Each order shows the number of shares or dollar amount of the asset being bid or offered, the price, and the trader or firm placing the order, although some buyers and sellers prefer to remain anonymous.
The order book enables market participants to gauge the buy and sell interest in an asset and therefore potential support and resistance price levels. If there are many buy orders for a stock at an increasing price, that could indicate a bullish opinion on the stock. By contrast, an abundance of sell orders could indicate a lack of support and therefore a falling price.
By seeing who the prospective sellers and buyers are—either smaller retail investors or large institutions—traders can further determine which way the stock's price is likely to move and therefore how to place their trade.
However, investors who wish to hide their identities and their market moves can make their trades through dark pools, which does minimize to some degree the usefulness of the order book as a market intelligence tool.
Order Book Manipulation
Order books—and therefore asset prices—are also subject to manipulation that goes beyond the bounds of legality.
In spoofing, for example, a rogue trader places a large phony buy or sell order for a stock hoping to influence the price up or down. Then, they place multiple orders at the opposite end of the trade to capitalise on the price movement while cancelling the original order.

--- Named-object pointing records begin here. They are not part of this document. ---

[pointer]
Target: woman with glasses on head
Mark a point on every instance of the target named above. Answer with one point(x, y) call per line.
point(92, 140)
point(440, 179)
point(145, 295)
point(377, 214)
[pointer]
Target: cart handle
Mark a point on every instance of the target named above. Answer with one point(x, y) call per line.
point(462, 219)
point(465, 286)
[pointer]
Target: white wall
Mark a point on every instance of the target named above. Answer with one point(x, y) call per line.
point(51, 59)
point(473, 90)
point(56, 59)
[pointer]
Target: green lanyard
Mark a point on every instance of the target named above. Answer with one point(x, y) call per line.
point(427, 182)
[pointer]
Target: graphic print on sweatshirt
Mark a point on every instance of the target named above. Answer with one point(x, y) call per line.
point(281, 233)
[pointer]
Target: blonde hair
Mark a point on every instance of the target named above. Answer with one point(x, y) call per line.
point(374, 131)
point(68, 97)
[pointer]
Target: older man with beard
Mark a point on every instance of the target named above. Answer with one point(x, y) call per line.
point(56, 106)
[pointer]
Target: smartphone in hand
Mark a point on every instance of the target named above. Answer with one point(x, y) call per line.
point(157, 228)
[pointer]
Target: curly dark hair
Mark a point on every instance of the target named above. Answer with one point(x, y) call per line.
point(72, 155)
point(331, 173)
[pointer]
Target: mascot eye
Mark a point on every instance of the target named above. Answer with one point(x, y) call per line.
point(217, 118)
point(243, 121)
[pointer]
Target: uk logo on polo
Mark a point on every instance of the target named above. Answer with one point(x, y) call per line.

Similarly, in layering, the trader places a series of small orders at different prices to create the appearance of wide buying or selling interest in a stock with no intention of actually executing the orders. They then make the opposite trade to profit on the price manipulation.
Both spoofing and layering have been determined in the U.S. and the U.K. to be forms of market manipulation and are therefore illegal.
However, both are difficult to prove, since buy and sell orders can be cancelled by the trader for any number of legitimate reasons, either because they don't like the way the market for the stock is moving or because they simply changed their mind. That's why the information in the order book should be used as one of many criteria in choosing to buy or sell an asset at a given price.
Different Order Books Available
Depending on the level of market information they require, traders can subscribe to different order books through their broker.
- Level 1 data includes the bid and ask price for an asset, the number of shares or contracts being offered for sale or to buy at, and the last price and number of shares or contracts at which a transaction occurred.
- Level 2 data includes more granular information, such as the highest five to 15 bid and ask prices for each asset, along with the number of shares or lot sizes of each.
Level 1 and Level 2 data are available from brokers at different prices.
An order book is a real-time, continuously updated list of buy and sell orders on an exchange for a financial asset, such as a stock, bond, ETF or currency.
Traders use this information to determine the price support for the asset; for example, an abundance of buy orders could mean the asset price is about to go up, while many sell orders could have the opposite effect.
The order book also shows who has placed the orders, although investors in dark pools can hide their identity.